Come sostiene Richard Thaler, la creatività e le buone idee, sono in grado di emozionare e condizionare gli acquisti, indipendentemente dal target, dal prodotto e dal servizio proposto.
In quest’epoca dove il dato è considerato la nuova valuta, l’elemento fondamentale è e rimane la creatività. La tecnologia facilità le nostre scelte, le orienta, è predittiva, ci aiuta ad essere più focalizzati nella determinazione dei nostri messaggi, ma non potrà mai sostituire lo splendore della mente creativa e le sue emozioni. La verità oggettiva del dato ci aiuta a mettere in discussione le nostre ipotesi, orienta le nostre percezioni e le traduce in emozione creativa.
La “partnership” uomo-macchina sta contribuendo in maniera significativa all’evoluzione della creatività. L’intuizione e l’empatia umana, combinata con algoritmi analitici sta generando risultati sorprendenti nel ROI delle campagne digitali personalizzate, sfiorando in alcuni casi tassi di conversione che arrivano al 40% rispetto a messaggi generici.
Come percepite l’evoluzione della vostra clientela nell’atteggiamento verso il digitale?
Nel 1994, quando mi affacciai al mondo digitale progettando il mio primo sito internet, mi resi immediatamente conto della difficoltà, da parte di molte aziende, di saper interpretare e comprendere le opportunità che un corretto approccio digitale poteva significare.
Oggi, dopo oltre 25 anni di profetizzazione, devo constatare che la cultura digitale fatica ancora ad essere abbracciata ed accolta in tutte le aziende allo stesso modo.

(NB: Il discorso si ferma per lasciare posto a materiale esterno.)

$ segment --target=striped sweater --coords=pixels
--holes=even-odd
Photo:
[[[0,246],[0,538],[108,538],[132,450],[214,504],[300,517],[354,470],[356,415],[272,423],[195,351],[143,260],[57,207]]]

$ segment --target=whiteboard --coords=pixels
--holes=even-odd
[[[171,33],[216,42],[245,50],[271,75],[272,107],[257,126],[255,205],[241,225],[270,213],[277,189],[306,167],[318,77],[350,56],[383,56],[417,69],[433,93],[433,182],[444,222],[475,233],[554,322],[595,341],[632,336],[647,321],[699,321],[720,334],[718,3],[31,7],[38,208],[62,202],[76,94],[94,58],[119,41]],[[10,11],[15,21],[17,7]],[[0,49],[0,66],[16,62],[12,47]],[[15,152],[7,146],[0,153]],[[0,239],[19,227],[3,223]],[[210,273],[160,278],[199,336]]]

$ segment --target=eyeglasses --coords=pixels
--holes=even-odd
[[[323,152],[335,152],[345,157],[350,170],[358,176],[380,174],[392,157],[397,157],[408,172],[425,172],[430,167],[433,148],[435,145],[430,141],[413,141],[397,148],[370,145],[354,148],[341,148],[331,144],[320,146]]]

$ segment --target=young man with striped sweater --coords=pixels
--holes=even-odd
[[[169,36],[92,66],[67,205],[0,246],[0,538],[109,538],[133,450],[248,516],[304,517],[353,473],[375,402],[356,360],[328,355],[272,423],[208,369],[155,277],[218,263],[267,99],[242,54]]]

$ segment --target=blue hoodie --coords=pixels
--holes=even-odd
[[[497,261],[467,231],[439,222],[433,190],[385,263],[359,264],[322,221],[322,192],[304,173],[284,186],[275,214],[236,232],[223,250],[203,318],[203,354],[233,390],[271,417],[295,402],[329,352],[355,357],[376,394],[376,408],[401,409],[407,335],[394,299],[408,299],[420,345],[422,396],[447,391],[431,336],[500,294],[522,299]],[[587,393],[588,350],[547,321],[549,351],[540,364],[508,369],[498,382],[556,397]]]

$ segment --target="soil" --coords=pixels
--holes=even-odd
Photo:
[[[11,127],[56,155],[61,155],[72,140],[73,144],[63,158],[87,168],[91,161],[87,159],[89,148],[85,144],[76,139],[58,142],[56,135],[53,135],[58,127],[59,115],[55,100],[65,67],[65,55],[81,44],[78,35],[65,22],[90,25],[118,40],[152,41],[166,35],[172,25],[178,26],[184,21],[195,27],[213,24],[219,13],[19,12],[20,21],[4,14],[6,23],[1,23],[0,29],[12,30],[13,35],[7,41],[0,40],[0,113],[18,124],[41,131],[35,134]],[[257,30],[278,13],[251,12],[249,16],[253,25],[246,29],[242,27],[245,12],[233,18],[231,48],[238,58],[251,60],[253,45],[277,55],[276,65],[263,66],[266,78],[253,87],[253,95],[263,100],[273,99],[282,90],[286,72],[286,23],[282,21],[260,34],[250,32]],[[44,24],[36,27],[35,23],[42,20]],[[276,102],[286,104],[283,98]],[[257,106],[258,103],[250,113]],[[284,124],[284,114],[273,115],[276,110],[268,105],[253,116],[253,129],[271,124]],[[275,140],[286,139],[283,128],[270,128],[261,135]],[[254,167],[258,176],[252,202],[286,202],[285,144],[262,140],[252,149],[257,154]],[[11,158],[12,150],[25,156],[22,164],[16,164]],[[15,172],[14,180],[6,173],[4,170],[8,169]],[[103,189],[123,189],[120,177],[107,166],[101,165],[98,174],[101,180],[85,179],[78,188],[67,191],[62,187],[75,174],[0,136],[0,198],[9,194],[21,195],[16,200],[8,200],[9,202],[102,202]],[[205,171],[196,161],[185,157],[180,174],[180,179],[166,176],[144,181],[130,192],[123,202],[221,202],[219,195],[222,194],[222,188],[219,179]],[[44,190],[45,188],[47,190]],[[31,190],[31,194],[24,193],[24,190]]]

La peculiarità di vangogh ed il nostro approccio omnicanale, accompagnano i nostri clienti nella definizione di una strategia, dove il digitale viene accolto come elemento pregnante, innovativo e trainante, ma è parte di un disegno più ampio, dove il brand assume un’importanza sempre più strategica. Un brand che diventa sempre più relazione emotiva e psicologica con il cliente, perché è importante ricordare che prima di vendere un prodotto o un servizio, dobbiamo vendere la marca.